If you talk to truck drivers about the driver shortage, they’ll often contend that there is no shortage – only a shortage of enough pay to entice drivers into the industry. But if you spend a little more time talking to them, you’ll hear that basically there’s not enough pay to make up for the poor working conditions and lack of respect.
And all too often, that lack of respect is coming from the people they work for. Maybe your company is doing and saying all the right things from a corporate standpoint, but when it comes down to day-to-day interactions, there’s a problem.
That’s why the position of dispatcher or driver manager (or whatever you call them at your company) is so important. Yes, it’s also important that drivers be treated with respect when they take their truck into the shop or call accounting about their check or when dealing with the safety department about something they need to work on. But the dispatcher or driver manager is the person they deal with the most.
At the McLeod Software User Conference in Denver, I heard a few interesting ideas from two sessions about recruiting and retaining drivers (one of which I moderated.)

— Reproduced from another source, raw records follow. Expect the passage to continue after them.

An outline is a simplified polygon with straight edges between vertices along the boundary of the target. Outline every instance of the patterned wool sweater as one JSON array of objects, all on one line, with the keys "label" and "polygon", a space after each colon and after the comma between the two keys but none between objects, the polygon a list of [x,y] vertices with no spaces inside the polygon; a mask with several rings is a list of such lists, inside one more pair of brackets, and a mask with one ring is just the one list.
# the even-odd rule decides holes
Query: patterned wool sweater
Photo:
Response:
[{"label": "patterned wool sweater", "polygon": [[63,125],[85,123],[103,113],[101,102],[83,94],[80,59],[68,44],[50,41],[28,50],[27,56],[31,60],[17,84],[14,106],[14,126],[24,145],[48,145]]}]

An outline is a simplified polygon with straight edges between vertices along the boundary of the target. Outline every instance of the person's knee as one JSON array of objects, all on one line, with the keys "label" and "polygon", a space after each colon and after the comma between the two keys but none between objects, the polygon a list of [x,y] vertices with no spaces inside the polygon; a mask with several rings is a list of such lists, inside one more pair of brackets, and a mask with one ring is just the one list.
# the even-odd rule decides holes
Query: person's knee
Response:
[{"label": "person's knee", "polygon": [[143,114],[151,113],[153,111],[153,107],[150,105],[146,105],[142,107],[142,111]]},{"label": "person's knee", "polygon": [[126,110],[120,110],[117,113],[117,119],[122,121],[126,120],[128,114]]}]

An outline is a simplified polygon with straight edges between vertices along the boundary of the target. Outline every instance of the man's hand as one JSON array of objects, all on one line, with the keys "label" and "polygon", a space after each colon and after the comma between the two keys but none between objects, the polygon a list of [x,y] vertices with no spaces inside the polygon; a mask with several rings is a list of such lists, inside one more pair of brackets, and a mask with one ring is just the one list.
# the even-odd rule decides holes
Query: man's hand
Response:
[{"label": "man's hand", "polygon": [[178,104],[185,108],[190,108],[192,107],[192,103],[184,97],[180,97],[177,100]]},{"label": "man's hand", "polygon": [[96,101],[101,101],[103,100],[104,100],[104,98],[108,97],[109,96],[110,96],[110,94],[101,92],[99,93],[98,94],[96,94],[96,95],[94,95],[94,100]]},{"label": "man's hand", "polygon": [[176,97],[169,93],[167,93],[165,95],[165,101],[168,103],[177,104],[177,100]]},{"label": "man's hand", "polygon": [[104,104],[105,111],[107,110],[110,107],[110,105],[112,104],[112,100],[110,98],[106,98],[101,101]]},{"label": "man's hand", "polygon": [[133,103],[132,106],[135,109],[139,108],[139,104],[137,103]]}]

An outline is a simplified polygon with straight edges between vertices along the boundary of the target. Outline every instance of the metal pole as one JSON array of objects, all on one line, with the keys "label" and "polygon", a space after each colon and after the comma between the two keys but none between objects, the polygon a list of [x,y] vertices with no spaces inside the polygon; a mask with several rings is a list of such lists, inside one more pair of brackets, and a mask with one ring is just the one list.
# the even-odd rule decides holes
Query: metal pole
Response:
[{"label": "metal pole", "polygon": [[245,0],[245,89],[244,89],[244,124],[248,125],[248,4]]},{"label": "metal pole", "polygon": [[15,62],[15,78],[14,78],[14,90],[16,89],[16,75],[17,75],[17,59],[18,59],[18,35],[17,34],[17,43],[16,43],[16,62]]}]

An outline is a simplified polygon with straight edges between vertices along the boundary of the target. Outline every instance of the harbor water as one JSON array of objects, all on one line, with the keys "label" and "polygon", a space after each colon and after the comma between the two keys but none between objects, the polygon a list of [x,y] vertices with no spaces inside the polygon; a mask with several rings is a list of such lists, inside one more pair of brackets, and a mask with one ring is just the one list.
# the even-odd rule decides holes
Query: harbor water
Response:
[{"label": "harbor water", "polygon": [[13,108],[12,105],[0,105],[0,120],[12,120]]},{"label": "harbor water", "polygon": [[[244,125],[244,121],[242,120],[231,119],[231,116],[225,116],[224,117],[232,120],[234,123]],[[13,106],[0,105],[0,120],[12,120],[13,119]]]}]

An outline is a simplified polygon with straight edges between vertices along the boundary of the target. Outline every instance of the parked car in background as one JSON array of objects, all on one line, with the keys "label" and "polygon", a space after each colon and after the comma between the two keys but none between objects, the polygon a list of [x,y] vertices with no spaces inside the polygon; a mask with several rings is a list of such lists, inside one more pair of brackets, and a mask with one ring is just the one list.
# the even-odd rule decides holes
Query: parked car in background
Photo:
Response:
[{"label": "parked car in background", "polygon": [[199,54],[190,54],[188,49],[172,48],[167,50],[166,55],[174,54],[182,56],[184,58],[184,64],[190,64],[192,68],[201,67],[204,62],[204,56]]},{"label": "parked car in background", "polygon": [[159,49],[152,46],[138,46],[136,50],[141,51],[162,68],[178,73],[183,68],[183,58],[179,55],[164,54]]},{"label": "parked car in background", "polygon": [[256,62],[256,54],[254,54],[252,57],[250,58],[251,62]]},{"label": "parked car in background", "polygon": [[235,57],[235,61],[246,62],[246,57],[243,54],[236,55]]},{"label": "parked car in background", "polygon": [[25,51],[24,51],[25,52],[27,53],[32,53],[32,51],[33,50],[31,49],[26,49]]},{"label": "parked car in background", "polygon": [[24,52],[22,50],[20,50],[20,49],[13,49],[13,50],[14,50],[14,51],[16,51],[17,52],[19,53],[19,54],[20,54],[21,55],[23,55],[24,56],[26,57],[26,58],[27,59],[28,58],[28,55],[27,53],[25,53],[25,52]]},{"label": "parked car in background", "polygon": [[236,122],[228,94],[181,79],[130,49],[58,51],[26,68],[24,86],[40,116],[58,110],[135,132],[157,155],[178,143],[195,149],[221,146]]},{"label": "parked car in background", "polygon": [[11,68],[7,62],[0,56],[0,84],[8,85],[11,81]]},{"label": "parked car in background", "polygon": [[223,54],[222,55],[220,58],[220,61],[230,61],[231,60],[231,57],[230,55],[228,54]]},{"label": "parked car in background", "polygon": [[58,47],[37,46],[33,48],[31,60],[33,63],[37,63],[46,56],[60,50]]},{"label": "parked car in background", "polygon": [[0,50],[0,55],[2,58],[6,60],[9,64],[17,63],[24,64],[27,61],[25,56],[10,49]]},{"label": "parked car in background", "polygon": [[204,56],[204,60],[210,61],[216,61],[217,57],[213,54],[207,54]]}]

1. Treat Drivers as Customers
Lamar Quinn of R.E. Garrison trucking said it’s important to realize that drivers are an internal customer, just as important as your external customers. He discovered by accident that former restaurant managers make great driver managers – because while they may not have experience in trucking, he said, they are experts at customer service. Anyone who’s worked in the restaurant business or had friends or family who have know that restaurant customers can be some of the most demanding there are. “This pickle is on the wrong side of my hamburger.” With that kind of experience, they’re great at solving driver complaints – and they get to work more regular hours.
2. Foster a Low-Stress Environment
When dispatchers or driver managers are stressed, that’s going to show through in their dealings with drivers. If they get yelled at, guess who gets yelled at? Jerry Harris of Gypsum Express told the tale of an exec hired from another company who was amazed at the lack of yelling and hollering. “Why would there be?” Harris said. At his company, they stress to drivers that they will be treated with respect, that if there’s something that needs to be addressed in a driver’s performance, they will have an adult, professional discussion about it, without yelling.
3. Leverage Your Experienced Driver Managers
At Montgomery Transport, they have developed a new senior driver manager position, said Matt Lader from Montgomery Transport. Senior driver managers have the experience needed to give less-experienced staff advice on how to handle a situation. “Instead of going straight to the operations manager, they can go to the senior driver manager, who can say, ‘Have you tried this?’ or ‘We know we can do this’ for the driver. Drivers are getting responses faster, so it helps with that dynamic. The company put this into place three or four months ago, and it has worked well both from an operations standpoint, as well as improving the driver retention rate.
4. Use Technology for Efficiency, But Don’t Go Overboard
Rita Miller of Freymiller Trucking said using McLeod software “definitely makes a difference” in dispatcher/driver manager productivity. Data analytics can help do things like identify drivers who are getting lower miles than they want, so it can be addressed proactively before the driver even complains. “If that driver is low on miles the driver manager is responsible for coaching the driver,” noted Lader.
However, you can only take it so far.
Freymiller has found that 35 to 45 is probably the ideal number of drivers per manager. “We had tried doing a super group and giving them like 70 to 80, and we found that doesn’t work so well,” she said. “The management part of it was fine, but you lose the personal contact; you just don’t have the time.”